Mary Scurlock, Portland, Oregon
As Senior Policy Analyst for the Pacific Rivers Council, Mary Scurlock is a nationally known environmental lawyer and co-author of Entering the Watershed, A New Approach to Save America’s River Ecosystems. She is currently working on an Endangered Species Act enforcement action against the state of Oregon and a critical analysis of federal approvals of key habitat conservation plans under the Act involving aquatic species on industrial forestlands in the coastal and interior West.
Bruce Hull, Blacksburg, Virginia
Dr. Hull is a professor in the College of Natural Resources at Virginia Tech in Blacksburg. He has been on the faculty of the University of Melbourne (Australia) and Texas A&M University. His teaching and research focus on the social dimensions of natural resource management, community -based conservation, and urban-wildland interface forest management.

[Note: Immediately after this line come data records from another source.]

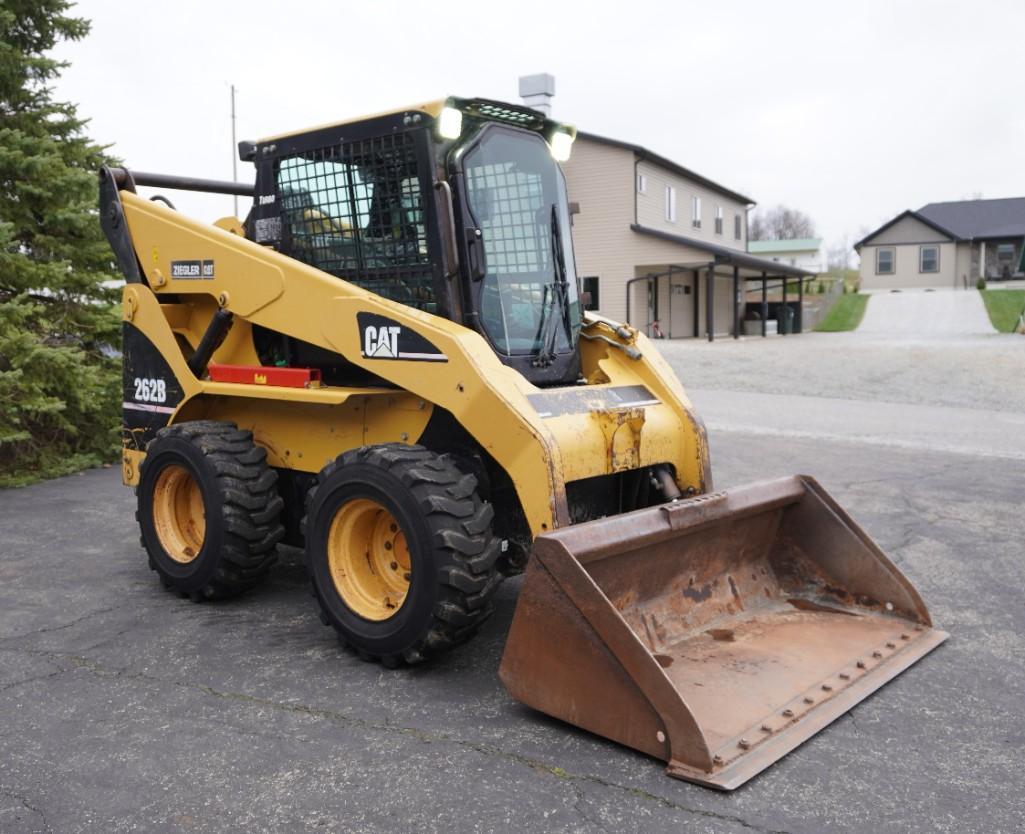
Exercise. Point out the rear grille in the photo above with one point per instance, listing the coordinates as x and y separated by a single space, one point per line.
357 210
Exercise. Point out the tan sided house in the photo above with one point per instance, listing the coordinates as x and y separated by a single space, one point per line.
665 249
946 245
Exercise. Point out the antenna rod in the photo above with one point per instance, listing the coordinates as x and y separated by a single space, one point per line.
235 154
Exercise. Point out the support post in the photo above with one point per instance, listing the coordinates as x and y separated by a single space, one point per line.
710 302
801 306
697 304
783 311
736 302
765 305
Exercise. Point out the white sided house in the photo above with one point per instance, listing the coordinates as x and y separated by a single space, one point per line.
806 253
946 245
665 249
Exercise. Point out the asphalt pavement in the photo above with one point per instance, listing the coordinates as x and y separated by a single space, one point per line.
125 708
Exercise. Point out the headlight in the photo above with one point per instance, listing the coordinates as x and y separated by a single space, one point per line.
562 144
450 123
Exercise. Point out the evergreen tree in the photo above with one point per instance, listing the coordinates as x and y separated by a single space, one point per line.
59 379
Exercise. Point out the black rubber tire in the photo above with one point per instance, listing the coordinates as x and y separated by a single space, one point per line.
240 502
453 551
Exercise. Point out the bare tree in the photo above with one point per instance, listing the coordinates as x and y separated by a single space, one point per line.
780 223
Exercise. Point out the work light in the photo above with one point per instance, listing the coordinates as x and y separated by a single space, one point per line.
450 123
562 144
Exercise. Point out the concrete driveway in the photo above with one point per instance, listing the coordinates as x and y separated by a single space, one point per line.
127 709
920 313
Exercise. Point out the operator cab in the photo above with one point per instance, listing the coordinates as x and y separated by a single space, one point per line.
457 208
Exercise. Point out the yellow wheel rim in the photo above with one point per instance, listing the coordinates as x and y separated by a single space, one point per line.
178 514
369 559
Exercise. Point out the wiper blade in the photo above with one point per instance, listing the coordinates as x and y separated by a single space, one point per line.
555 293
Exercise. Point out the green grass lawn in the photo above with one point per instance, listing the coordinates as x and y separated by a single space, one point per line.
1003 307
845 315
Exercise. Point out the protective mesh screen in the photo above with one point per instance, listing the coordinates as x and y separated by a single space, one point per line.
516 238
357 210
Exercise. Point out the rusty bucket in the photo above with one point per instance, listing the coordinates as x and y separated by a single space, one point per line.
716 633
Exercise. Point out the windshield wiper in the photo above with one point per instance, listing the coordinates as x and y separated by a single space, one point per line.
557 293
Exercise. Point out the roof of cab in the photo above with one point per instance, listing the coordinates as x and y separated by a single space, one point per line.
433 109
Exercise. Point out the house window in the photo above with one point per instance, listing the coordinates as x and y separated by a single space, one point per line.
884 261
929 258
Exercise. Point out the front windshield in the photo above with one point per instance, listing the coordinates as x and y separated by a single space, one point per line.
517 195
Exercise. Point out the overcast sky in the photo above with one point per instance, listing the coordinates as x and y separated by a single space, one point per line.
849 112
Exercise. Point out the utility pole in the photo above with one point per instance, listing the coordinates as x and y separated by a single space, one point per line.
235 154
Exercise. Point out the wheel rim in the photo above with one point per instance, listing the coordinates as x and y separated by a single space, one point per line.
178 514
368 557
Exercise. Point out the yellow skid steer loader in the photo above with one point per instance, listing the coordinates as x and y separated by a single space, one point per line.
387 364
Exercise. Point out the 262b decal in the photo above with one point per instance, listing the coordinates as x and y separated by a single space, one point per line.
151 390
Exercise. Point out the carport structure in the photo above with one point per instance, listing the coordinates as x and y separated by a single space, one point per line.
737 275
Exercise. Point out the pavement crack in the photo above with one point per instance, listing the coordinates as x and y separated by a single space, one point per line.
28 805
32 679
49 629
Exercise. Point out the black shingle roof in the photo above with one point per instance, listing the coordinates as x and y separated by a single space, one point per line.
979 218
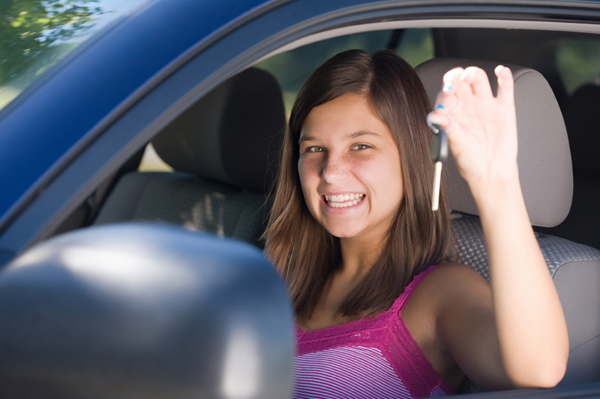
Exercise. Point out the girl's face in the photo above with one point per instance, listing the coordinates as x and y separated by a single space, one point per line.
350 169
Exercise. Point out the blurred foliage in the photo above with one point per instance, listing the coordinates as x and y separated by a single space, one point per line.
34 34
293 67
578 61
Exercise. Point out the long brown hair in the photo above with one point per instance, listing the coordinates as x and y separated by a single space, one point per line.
304 252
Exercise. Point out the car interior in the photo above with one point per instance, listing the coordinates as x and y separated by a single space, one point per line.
222 156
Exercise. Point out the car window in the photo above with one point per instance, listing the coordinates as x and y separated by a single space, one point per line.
36 34
578 63
293 67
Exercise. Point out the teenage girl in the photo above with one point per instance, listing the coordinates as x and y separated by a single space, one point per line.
381 308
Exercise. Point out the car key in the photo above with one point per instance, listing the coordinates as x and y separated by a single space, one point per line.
439 155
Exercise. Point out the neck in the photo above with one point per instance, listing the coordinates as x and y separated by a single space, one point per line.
359 256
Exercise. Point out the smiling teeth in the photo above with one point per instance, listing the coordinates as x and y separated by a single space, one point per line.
335 201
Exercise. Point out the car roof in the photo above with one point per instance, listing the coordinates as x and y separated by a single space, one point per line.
162 58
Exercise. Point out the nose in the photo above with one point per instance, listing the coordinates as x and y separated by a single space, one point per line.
334 169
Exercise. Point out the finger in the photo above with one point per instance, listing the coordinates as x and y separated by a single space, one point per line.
478 81
506 84
446 98
439 120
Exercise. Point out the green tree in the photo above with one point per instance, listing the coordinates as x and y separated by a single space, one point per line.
33 31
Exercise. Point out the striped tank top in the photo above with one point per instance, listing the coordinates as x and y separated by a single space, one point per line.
375 358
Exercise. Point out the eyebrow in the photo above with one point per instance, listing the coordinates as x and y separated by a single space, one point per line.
347 137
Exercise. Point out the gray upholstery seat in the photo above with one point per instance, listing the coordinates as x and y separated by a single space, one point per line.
546 176
223 150
580 118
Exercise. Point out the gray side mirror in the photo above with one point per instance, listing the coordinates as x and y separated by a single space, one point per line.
144 310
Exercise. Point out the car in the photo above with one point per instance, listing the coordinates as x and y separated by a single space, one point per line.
122 120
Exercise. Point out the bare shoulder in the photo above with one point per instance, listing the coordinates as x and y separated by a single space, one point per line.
450 284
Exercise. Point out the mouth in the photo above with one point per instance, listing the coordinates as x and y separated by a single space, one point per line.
343 200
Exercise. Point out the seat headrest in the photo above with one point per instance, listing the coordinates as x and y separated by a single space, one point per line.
544 158
231 135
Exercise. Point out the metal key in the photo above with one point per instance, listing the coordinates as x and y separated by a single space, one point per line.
439 155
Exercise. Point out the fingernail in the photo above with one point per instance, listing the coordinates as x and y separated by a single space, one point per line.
466 74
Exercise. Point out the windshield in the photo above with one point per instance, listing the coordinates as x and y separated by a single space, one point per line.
36 34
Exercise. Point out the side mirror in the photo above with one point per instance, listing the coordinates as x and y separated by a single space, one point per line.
144 310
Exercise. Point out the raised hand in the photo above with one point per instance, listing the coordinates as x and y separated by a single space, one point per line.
481 128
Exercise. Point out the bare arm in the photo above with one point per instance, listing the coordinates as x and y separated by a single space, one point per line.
519 338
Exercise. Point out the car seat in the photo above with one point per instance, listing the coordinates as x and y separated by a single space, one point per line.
580 119
223 150
546 176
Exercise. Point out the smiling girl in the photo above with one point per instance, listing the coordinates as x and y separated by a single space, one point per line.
381 309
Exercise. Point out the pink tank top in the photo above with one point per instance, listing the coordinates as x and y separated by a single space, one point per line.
375 357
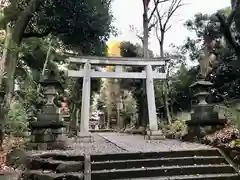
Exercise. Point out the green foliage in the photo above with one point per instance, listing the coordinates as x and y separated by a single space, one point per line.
177 129
82 26
17 120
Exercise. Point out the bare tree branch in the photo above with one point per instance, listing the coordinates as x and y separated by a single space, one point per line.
156 3
233 13
35 34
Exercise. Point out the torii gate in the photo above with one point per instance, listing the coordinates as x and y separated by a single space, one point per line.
87 73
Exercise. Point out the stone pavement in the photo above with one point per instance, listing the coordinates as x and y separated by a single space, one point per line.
136 143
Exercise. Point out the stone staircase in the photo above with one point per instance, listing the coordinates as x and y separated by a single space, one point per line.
208 164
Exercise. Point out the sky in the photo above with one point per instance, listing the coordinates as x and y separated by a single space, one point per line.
129 13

He is co-founder of PublicEcology.org and advises several public and private forest-focused groups.
“From all I have learned previously and now with your help, with my own special interests in the forests of the U.S., and for the great importance of forest preservation in this most bio-diverse of America’s ecosystems, I heartily endorse your goal. The policy you have devised is in my opinion the most effective way to gain public support…For all our sake, I wish you success and growing influence.”